KIGALI - Burundian nationals who committed Genocide may after all not get away with it thanks to ongoing talks between authorities in both countries. The Office of the Prosecutor General has said that they were in the middle of a process to charge some Burundian suspects and that a significant amount of witness statements had been compiled.
Prosecutor General Martin Ngoga
Prosecutor General Martin Ngoga

KIGALI - Burundian nationals who committed Genocide may after all not get away with it thanks to ongoing talks between authorities in both countries.

The Office of the Prosecutor General has said that they were in the middle of a process to charge some Burundian suspects and that a significant amount of witness statements had been compiled.

The development follows a recent appeal to the Government by IBUKA, an umbrella organisation of Genocide survivors, to devise ways of bringing to justice Burundian nationals implicated in the Genocide.

"We have opened communication with our Burundian counterparts and hope that something will be done soon to have these people stand trial," Prosecutor General Martin Ngoga said yesterday.

He could not however disclose where the Burundians will be tried from.

"The general principle is we are going to work together throughout the entire process and our counterparts in Burundi have been cooperative," he said.

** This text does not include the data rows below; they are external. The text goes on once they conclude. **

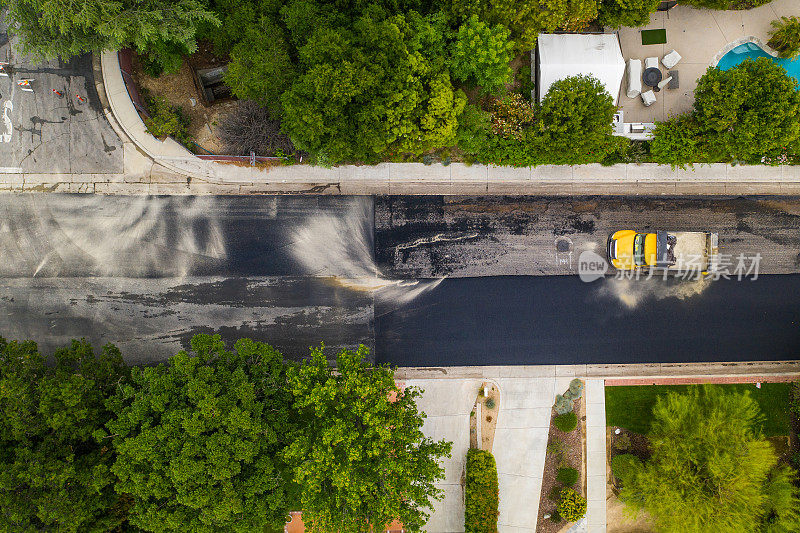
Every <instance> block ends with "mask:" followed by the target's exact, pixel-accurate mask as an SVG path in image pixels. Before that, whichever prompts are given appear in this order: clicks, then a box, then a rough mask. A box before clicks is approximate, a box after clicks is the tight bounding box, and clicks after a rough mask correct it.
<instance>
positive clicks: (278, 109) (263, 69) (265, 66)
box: [225, 17, 295, 114]
mask: <svg viewBox="0 0 800 533" xmlns="http://www.w3.org/2000/svg"><path fill="white" fill-rule="evenodd" d="M294 78H295V69H294V63H293V62H292V60H291V58H290V57H289V46H288V44H287V43H286V39H285V37H284V34H283V31H282V30H281V29H280V27H278V26H277V25H275V24H274V23H272V22H270V21H269V20H268V19H267V18H266V17H265V18H264V19H262V21H261V24H260V25H259V26H255V27H251V28H248V30H247V36H246V37H245V38H244V39H243V40H242V41H240V42H239V43H237V44H236V45H235V46H234V47H233V50H232V51H231V62H230V63H229V64H228V71H227V72H226V73H225V83H226V84H227V85H228V86H229V87H230V88H231V91H232V92H233V94H234V95H235V96H236V97H237V98H240V99H242V100H253V101H254V102H258V103H259V104H260V105H262V106H263V107H266V108H268V109H269V110H270V111H271V112H272V113H273V114H279V113H280V112H281V110H282V108H281V103H280V97H281V95H282V94H283V93H284V91H285V90H286V89H288V88H289V86H291V84H292V81H293V80H294Z"/></svg>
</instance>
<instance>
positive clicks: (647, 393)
mask: <svg viewBox="0 0 800 533" xmlns="http://www.w3.org/2000/svg"><path fill="white" fill-rule="evenodd" d="M698 386H699V385H641V386H624V387H606V424H607V425H609V426H619V427H622V428H625V429H627V430H630V431H634V432H636V433H643V434H644V433H647V432H648V430H649V429H650V415H651V413H652V411H653V406H654V405H655V403H656V398H657V397H658V396H659V395H661V394H666V393H667V392H685V391H686V390H687V389H688V388H689V387H698ZM720 386H721V387H724V388H725V389H726V390H734V391H737V392H741V391H750V396H751V397H752V398H753V399H754V400H755V401H756V402H758V405H759V406H760V407H761V412H762V413H763V414H764V422H763V425H762V427H761V431H762V432H763V433H764V436H766V437H774V436H779V435H788V434H789V433H790V430H791V419H790V416H789V391H790V389H791V387H792V384H791V383H762V384H761V388H760V389H757V388H756V387H755V385H753V384H746V383H745V384H735V385H720Z"/></svg>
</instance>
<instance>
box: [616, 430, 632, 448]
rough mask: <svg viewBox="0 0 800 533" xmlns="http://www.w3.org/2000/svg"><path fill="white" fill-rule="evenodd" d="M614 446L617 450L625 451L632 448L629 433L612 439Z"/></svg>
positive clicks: (624, 433)
mask: <svg viewBox="0 0 800 533" xmlns="http://www.w3.org/2000/svg"><path fill="white" fill-rule="evenodd" d="M612 445H613V446H614V449H615V450H621V451H625V450H627V449H628V448H630V447H631V437H630V435H628V434H627V433H623V434H622V435H617V436H616V437H614V438H613V439H612Z"/></svg>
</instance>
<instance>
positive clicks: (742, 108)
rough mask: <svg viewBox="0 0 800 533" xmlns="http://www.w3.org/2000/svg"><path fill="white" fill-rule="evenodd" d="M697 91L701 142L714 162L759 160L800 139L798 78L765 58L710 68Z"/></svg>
mask: <svg viewBox="0 0 800 533" xmlns="http://www.w3.org/2000/svg"><path fill="white" fill-rule="evenodd" d="M694 94H695V102H694V119H695V123H696V125H697V128H698V135H699V138H700V142H701V146H702V145H704V148H705V150H706V151H707V152H709V153H710V154H711V157H712V158H713V159H715V160H741V161H745V162H748V163H757V162H760V160H761V158H762V157H764V156H774V155H776V154H778V153H785V152H786V151H787V150H789V149H792V148H796V147H797V144H798V142H799V141H800V92H798V90H797V81H796V80H794V79H793V78H791V77H789V75H788V74H787V73H786V71H785V70H784V69H783V68H782V67H781V66H779V65H777V64H775V63H774V62H773V61H771V60H769V59H767V58H758V59H757V60H755V61H753V60H749V59H748V60H746V61H744V62H743V63H741V64H740V65H738V66H736V67H733V68H731V69H729V70H720V69H718V68H711V69H709V70H708V71H707V72H706V73H705V74H704V75H703V76H702V77H701V78H700V79H699V80H698V82H697V89H695V93H694Z"/></svg>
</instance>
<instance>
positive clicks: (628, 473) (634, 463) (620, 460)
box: [611, 453, 642, 483]
mask: <svg viewBox="0 0 800 533" xmlns="http://www.w3.org/2000/svg"><path fill="white" fill-rule="evenodd" d="M641 466H642V462H641V461H640V460H639V458H638V457H636V456H635V455H631V454H629V453H623V454H620V455H616V456H614V458H613V459H611V473H612V474H614V477H615V478H617V480H618V481H620V482H621V483H625V479H627V476H629V475H630V474H631V473H632V472H634V471H636V469H637V468H640V467H641Z"/></svg>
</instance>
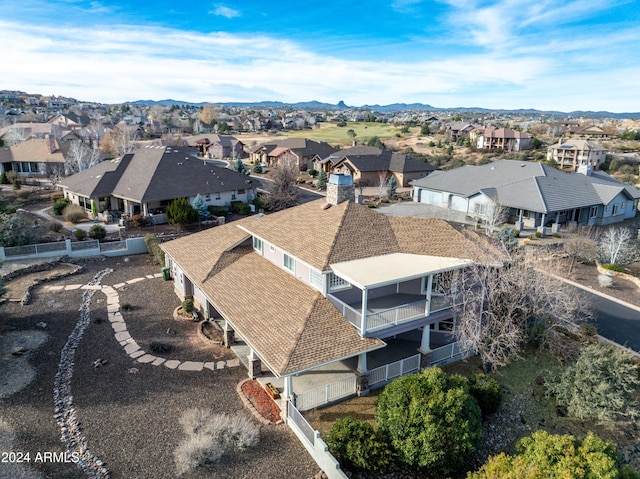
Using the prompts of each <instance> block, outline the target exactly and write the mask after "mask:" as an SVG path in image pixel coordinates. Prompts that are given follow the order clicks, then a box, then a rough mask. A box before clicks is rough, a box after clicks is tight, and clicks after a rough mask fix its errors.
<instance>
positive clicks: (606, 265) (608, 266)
mask: <svg viewBox="0 0 640 479" xmlns="http://www.w3.org/2000/svg"><path fill="white" fill-rule="evenodd" d="M602 267H603V268H604V269H608V270H609V271H617V272H618V273H624V272H625V269H624V268H623V267H622V266H620V265H619V264H612V263H604V264H603V265H602Z"/></svg>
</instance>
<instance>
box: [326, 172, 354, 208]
mask: <svg viewBox="0 0 640 479" xmlns="http://www.w3.org/2000/svg"><path fill="white" fill-rule="evenodd" d="M355 195H356V189H355V186H354V184H353V177H352V176H351V175H345V174H342V173H332V174H331V176H330V177H329V181H328V182H327V203H329V204H330V205H337V204H339V203H342V202H343V201H346V200H351V201H355V198H356V196H355Z"/></svg>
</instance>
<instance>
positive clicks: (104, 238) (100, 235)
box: [89, 225, 107, 240]
mask: <svg viewBox="0 0 640 479" xmlns="http://www.w3.org/2000/svg"><path fill="white" fill-rule="evenodd" d="M106 236H107V230H106V229H105V227H104V226H102V225H93V226H92V227H91V228H89V238H91V239H97V240H103V239H105V237H106Z"/></svg>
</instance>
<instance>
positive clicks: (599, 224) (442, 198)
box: [412, 160, 640, 229]
mask: <svg viewBox="0 0 640 479" xmlns="http://www.w3.org/2000/svg"><path fill="white" fill-rule="evenodd" d="M580 171H582V173H573V174H570V173H565V172H563V171H560V170H557V169H555V168H553V167H551V166H548V165H545V164H542V163H535V162H522V161H514V160H500V161H496V162H494V163H488V164H486V165H482V166H464V167H462V168H456V169H453V170H449V171H437V172H434V173H433V174H431V175H429V176H428V177H426V178H423V179H420V180H416V181H414V182H413V183H412V184H413V200H414V201H416V202H419V203H426V204H431V205H435V206H439V207H445V208H450V209H452V210H454V211H459V212H462V213H466V214H467V215H468V216H470V217H482V216H483V215H485V214H486V212H487V211H488V207H489V205H491V204H492V202H493V201H495V202H496V203H498V204H500V205H503V206H505V207H507V208H509V216H510V219H511V220H512V221H516V222H517V223H520V224H519V225H518V226H519V227H518V229H522V227H527V228H535V227H544V226H550V225H552V224H555V225H558V224H563V223H567V222H577V223H578V224H585V225H586V224H589V225H607V224H612V223H617V222H620V221H624V220H625V219H628V218H633V217H635V216H636V213H637V210H638V199H640V191H639V190H637V189H636V188H633V187H631V186H629V185H627V184H625V183H621V182H619V181H617V180H615V179H613V178H611V177H610V176H609V175H607V174H606V173H604V172H601V171H592V170H591V169H589V168H588V167H585V168H584V169H583V170H580Z"/></svg>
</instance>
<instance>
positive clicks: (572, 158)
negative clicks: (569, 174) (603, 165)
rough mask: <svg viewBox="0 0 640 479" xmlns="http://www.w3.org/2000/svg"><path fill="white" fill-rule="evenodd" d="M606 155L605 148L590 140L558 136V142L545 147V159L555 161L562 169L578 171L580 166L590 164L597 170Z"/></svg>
mask: <svg viewBox="0 0 640 479" xmlns="http://www.w3.org/2000/svg"><path fill="white" fill-rule="evenodd" d="M606 157H607V150H606V149H605V148H604V147H603V146H602V145H600V144H599V143H595V142H593V141H590V140H579V139H574V138H569V139H563V138H560V140H558V143H556V144H554V145H551V146H549V148H548V149H547V161H555V162H556V163H558V167H559V168H560V169H561V170H564V171H578V168H579V167H580V166H590V167H591V168H592V169H594V170H597V169H599V168H600V165H601V164H602V163H604V161H605V160H606Z"/></svg>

Ngoga added that there was a large number of Burundian nationals implicated in the Genocide who are imprisoned in different Rwandan prisons but said they are still compiling a list of all Burundian suspects which would be forwarded to Burundian authorities.

Ngoga said that a document indicting some Burundians, including testimonies from Gacaca courts, had also been drawn up.

"There is information regarding Burundians that we got from Gacaca courts and we are still assembling it…this information is very useful to us in this process," he said.

During the official closure of the national Genocide mourning week, the president of IBUKA, Theodore Simburudari, called on the Government to facilitate the arrest and trial of Burundians suspected of having had a hand in the Genocide that left over one million people dead.

At the function which was held at Rebero hill, Kigali, Simburudari said that Burundians were particularly involved in killings in the Eastern and Southern provinces. The Genocide occurred at a time when Rwanda was host to thousands of Burundian refugees who had fled their country following a coup in their country.

Many of them are accused of having joined bands of Interahamwe militias to hunt down and kill Tutsis during the Genocide.